Le Grand port de Malte, une histoire de terre, de pierre et de mer

La Valette, à l'entrée de la rade… comme une vigie guettant le large, comme un vaisseau de pierre s'avançant dans la mer et dont le calcaire doré contraste sublimement avec le bleu de la Méditerranée. La Valette, inscrite au patrimoine mondial par l'Unesco depuis 1980. © C. Fouque.
La Valette, à l’entrée de la rade… comme une vigie guettant le large, comme un vaisseau de pierre s’avançant dans la mer et dont le calcaire doré contraste sublimement avec le bleu de la Méditerranée. La Valette, inscrite au patrimoine mondial par l’Unesco depuis 1980. © C. Fouque.

Le port de Malte fait partie de ces visions féériques… une perfection architecturale, une évidence… Pourtant, l’occupation de cette rade géographiquement parfaite s’est faite très progressivement, jusqu’à la ville de La Valette, l’actuelle capitale, qui ne fut fondée qu’en 1566, sur décision de Jean Parisot de La Valette, Grand Maître de l’Ordre de Malte. Qui fut surtout construite dans l’urgence ! L’archipel, en effet, carrefour majeur en Méditerranée et lieu multiculturel par essence, était convoité par tous, il fallait bien le défendre, notamment face aux attaques de l’armée ottomane.
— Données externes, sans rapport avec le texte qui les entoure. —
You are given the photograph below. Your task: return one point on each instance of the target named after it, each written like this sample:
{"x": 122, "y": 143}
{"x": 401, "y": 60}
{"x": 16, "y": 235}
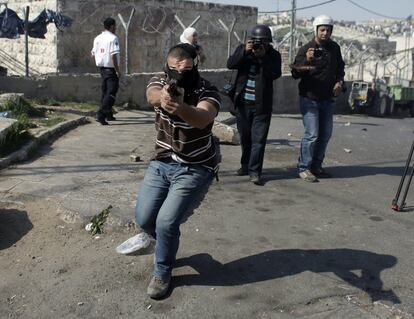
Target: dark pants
{"x": 318, "y": 124}
{"x": 110, "y": 85}
{"x": 253, "y": 129}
En fondant La Valette, les chevaliers de l’Ordre poursuivaient plusieurs buts : en premier lieu, défendre Les Trois-Cités, leur lieu de résidence, puis, après la destruction de Birgu pendant le Grand siège, s’installer sur un site plus facile à défendre… et, enfin, quitter définitivement Mdina, l’ancienne capitale arabe, construite sur un éperon rocheux, à l’intérieur des terres et fonder une ville nouvelle… face à la mer !
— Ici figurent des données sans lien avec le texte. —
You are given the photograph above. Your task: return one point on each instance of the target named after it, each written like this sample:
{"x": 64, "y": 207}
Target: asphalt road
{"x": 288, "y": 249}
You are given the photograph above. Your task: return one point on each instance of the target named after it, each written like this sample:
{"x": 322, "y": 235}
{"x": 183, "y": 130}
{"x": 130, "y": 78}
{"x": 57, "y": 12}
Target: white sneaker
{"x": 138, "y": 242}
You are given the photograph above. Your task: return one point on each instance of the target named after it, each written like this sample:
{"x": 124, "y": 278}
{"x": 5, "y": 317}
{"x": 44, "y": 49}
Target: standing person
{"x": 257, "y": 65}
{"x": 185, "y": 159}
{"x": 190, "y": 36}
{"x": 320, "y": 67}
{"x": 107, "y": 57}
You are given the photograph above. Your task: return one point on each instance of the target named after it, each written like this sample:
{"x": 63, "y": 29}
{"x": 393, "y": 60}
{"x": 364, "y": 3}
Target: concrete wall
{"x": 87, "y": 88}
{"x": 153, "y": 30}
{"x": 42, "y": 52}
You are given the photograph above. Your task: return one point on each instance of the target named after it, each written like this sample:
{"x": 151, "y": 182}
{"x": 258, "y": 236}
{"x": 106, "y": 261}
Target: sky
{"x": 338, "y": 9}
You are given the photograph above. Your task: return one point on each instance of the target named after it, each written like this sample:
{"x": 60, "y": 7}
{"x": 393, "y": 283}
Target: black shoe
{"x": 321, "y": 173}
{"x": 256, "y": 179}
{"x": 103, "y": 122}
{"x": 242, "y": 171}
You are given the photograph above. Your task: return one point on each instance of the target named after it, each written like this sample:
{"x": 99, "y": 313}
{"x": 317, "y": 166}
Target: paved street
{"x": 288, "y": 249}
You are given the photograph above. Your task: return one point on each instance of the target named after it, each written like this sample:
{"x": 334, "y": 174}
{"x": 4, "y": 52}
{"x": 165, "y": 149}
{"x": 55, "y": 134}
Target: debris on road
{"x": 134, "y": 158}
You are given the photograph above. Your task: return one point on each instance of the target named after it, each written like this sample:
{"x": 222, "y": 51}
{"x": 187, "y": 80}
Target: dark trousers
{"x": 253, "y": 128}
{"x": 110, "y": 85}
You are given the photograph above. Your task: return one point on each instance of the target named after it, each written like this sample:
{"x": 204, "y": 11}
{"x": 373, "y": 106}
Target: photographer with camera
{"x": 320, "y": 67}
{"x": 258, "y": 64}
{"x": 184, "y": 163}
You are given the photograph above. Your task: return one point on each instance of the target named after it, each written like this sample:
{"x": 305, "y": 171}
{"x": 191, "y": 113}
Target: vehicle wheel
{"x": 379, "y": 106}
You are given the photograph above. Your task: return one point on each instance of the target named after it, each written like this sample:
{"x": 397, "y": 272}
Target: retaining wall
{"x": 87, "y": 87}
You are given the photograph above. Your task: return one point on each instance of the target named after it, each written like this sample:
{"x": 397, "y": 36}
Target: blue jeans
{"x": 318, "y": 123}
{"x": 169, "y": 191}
Plan de La Valette et des Trois-Cités. On distingue très bien, au sud -à gauche sur la carte- le découpage caractéristique des péninsules composant les Trois-Cités (Birgu, Bormla et Isla) et, au milieu, Xiberras, la langue de terre toute aussi reconnaissable, où fut établie La Valette en 1566. On repère également l’intense réseau de fortifications, notamment les Cottonera Lines (car édifiées par le Grand Maître Cottoner), destinées à protéger Les Trois-Cités ; on dit que près de quarante mille personnes pouvaient se réfugier derrière ce rempart long de cinq kilomètres. Source: Le National War Museum du fort Saint-Elme - Heritage Malta.
Entre 1566 et 1570, d’épaisses fortifications sont élevées selon les plans de Laparelli et un impressionnant système de fossés est creusé, dans le but de protéger La Valette de nouvelles attaques. Ironie de l’histoire, après la défaite de la marine ottomane à Lépante en 1571, celle-ci ne sera plus jamais une menace. À l’entrée de la ville, cette portion a été restaurée et mise en valeur par l’architecte Renzo Piano. © C. Fouque.
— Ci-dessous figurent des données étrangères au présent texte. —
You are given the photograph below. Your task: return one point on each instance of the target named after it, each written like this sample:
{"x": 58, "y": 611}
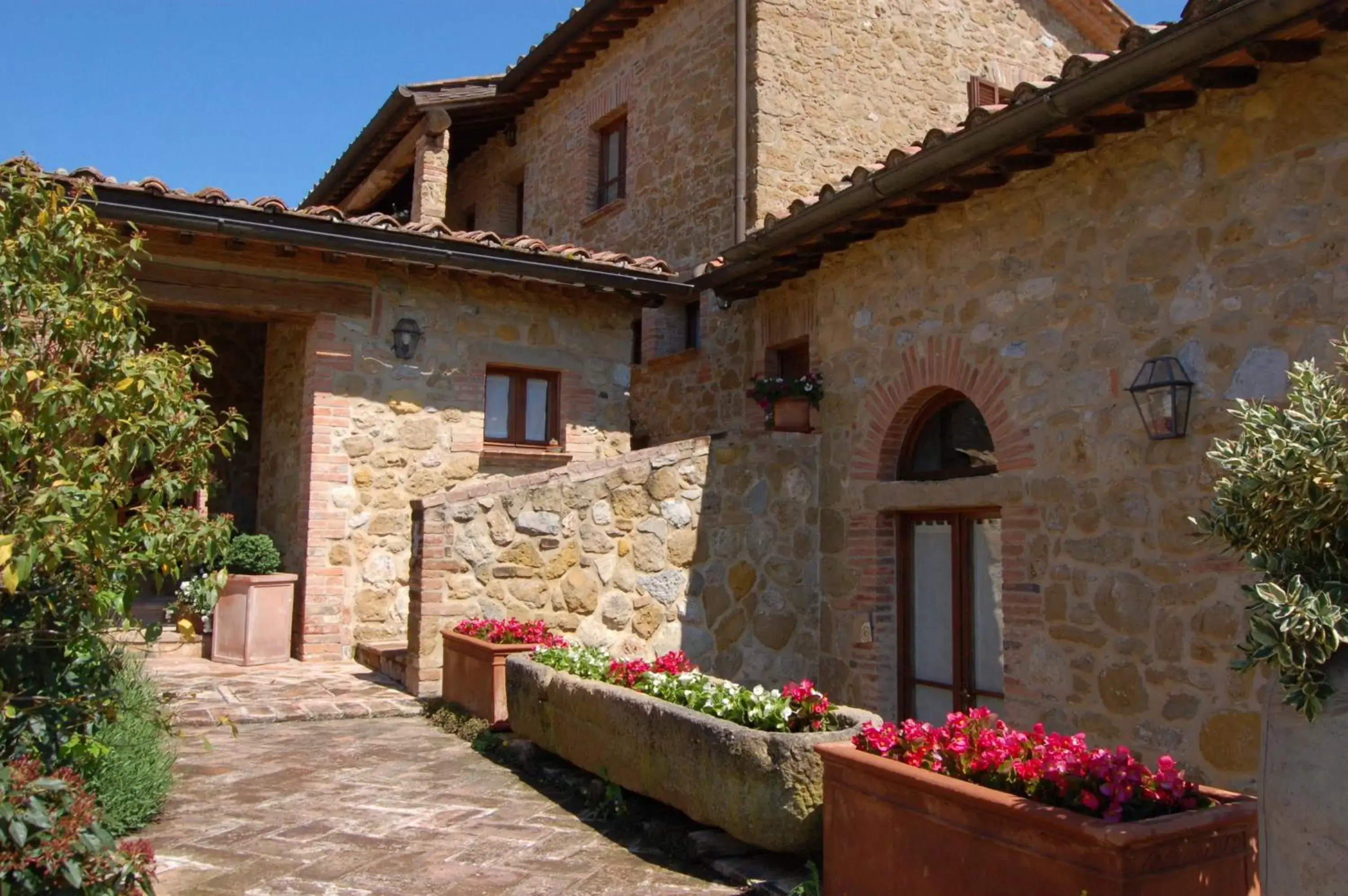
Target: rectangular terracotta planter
{"x": 792, "y": 416}
{"x": 253, "y": 620}
{"x": 475, "y": 677}
{"x": 891, "y": 828}
{"x": 766, "y": 789}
Des chevaliers moines et… bâtisseurs

Situé entre Sicile et Tunisie, entre Europe et Afrique, peuplé par intermittence depuis le néolithique, l’archipel maltais devint un enjeu majeur au fur et à mesure que se développaient les techniques de navigation et donc le commerce… Dès lors, il intéressa les Phéniciens, les Grecs, les Carthaginois, les Romains (les fameuses Guerres puniques !) jusqu’aux Byzantins après la chute de Rome au Ve siècle. À cette époque, Malte est déjà devenue une terre convoitée, disputée, un verrou essentiel sur les routes de la Méditerranée. Au IXe siècle, c’est au tour des Musulmans, venus de Tunisie, de prendre possession de l’île. Ils fortifient Mdina (la “ville”) et en font eux aussi leur capitale. Les Siciliens s’emparent de Malte à leur tour… Mais aucun n’a vraiment pris conscience du potentiel de l’île, par ailleurs très aride et qui ne compte que quinze mille habitants.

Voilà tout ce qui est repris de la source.